Aux frontières sud de la Turquie, également, les forces rebelles syriennes se déplacent sans rencontrer d’obstacle et évacuent leurs blessés vers Antakya (Antioche) ou Gaziantep. Mais ce qui inquiète Ankara, c’est l’émergence du Parti de l’union démocratique (PYD), lié au Parti des travailleurs du Kurdistan (PKK) turc, dans une grande partie des localités kurdes du Nord syrien. Après la multiplication vertigineuse des attaques kurdes au cœur de la Turquie, les deux parties ont fini par signer, en janvier 2013, un cessez-le-feu qui n’a pas manqué de surprendre (1). Rien n’indique sur les planisphères cette montée en puissance des Kurdes, ni l’instauration dans le nord de l’Irak d’un Etat de facto, le gouvernement régional du Kurdistan, qui, depuis mai 2014, pompe du pétrole sans le consentement des autorités centrales irakiennes (2), et qui, depuis la conquête de Kirkouk par les peshmergas — les combattants kurdes — en juin, dispose de ressources fabuleuses d’or noir (lire « Dans Kirkouk, la Jérusalem kurde »).

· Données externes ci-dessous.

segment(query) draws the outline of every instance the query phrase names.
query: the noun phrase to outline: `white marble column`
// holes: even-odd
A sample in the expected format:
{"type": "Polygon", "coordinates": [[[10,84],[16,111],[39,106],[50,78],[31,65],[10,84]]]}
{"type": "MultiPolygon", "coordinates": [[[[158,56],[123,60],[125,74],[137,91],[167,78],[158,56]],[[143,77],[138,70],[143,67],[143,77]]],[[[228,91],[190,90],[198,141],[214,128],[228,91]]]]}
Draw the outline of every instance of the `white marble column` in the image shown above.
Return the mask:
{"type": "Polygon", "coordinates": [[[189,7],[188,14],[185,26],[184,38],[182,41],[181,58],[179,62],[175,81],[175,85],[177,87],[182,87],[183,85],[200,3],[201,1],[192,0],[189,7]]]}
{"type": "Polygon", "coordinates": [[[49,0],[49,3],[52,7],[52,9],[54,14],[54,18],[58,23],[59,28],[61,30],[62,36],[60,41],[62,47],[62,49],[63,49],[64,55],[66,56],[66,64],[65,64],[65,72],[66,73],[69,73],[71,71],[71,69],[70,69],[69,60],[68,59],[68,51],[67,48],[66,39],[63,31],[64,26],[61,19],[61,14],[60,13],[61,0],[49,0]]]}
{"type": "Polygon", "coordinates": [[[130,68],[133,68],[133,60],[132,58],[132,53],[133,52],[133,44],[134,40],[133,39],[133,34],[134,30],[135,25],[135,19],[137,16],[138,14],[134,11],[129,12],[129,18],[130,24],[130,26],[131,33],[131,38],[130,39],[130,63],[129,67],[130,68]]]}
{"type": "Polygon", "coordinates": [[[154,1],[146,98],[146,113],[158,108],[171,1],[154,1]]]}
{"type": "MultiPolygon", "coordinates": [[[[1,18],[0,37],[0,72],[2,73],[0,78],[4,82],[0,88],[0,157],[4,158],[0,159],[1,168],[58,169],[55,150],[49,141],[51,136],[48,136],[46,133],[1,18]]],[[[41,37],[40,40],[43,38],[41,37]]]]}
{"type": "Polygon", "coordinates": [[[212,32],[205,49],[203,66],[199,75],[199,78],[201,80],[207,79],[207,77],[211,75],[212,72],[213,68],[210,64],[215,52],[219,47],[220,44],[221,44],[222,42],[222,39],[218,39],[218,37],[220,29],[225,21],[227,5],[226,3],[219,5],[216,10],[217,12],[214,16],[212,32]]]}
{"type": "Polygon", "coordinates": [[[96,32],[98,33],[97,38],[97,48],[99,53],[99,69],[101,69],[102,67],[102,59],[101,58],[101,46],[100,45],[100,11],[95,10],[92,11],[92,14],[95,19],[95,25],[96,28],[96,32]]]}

Les frontières du Proche-Orient se sont donc totalement effacées. C’est le résultat de l’effritement des Etats dans la région, amorcé durant la guerre civile libanaise de 1975. L’invasion américaine de l’Irak, en 2003, a détruit le régime de Saddam Hussein, mais aussi les institutions du pays. La guerre civile y sévit en permanence, avec son lot de violences. Depuis le retrait des troupes américaines, en décembre 2011, aucun parti n’a su faire régner l’ordre ni mettre en place un système fonctionnel. Malgré la reprise de la production pétrolière et les milliards de pétrodollars qui affluent, l’Irak a constamment traversé des bouleversements politiques (3). Les protestations non violentes de 2011 contre la pauvreté et la corruption ont témoigné du mécontentement de la population, mais les manifestations de 2013 ont été sévèrement réprimées, préparant le retour des djihadistes et leur conquête de plusieurs villes d’Irak occidental, notamment Mossoul.
Les frontières internationales ne freinent pas davantage le mouvement des réfugiés, dont le nombre s’élève dorénavant à deux millions pour les Irakiens et à deux millions huit cent mille pour les Syriens (4) (sans compter, pour ces derniers, les six millions et demi de déplacés, soit 40 % de la population totale). Ces migrations massives ont engendré une partition confessionnelle des territoires et la disparition de groupes minoritaires. En 1914, on dénombrait au Proche-Orient 20 % de chrétiens ; ils sont 5 % aujourd’hui. Après la guerre en Irak, de vieilles communautés telles que les mandéens, les Chabaks ou les Sarliyas-Kakaiyas ont souffert au point que leur existence semble menacée.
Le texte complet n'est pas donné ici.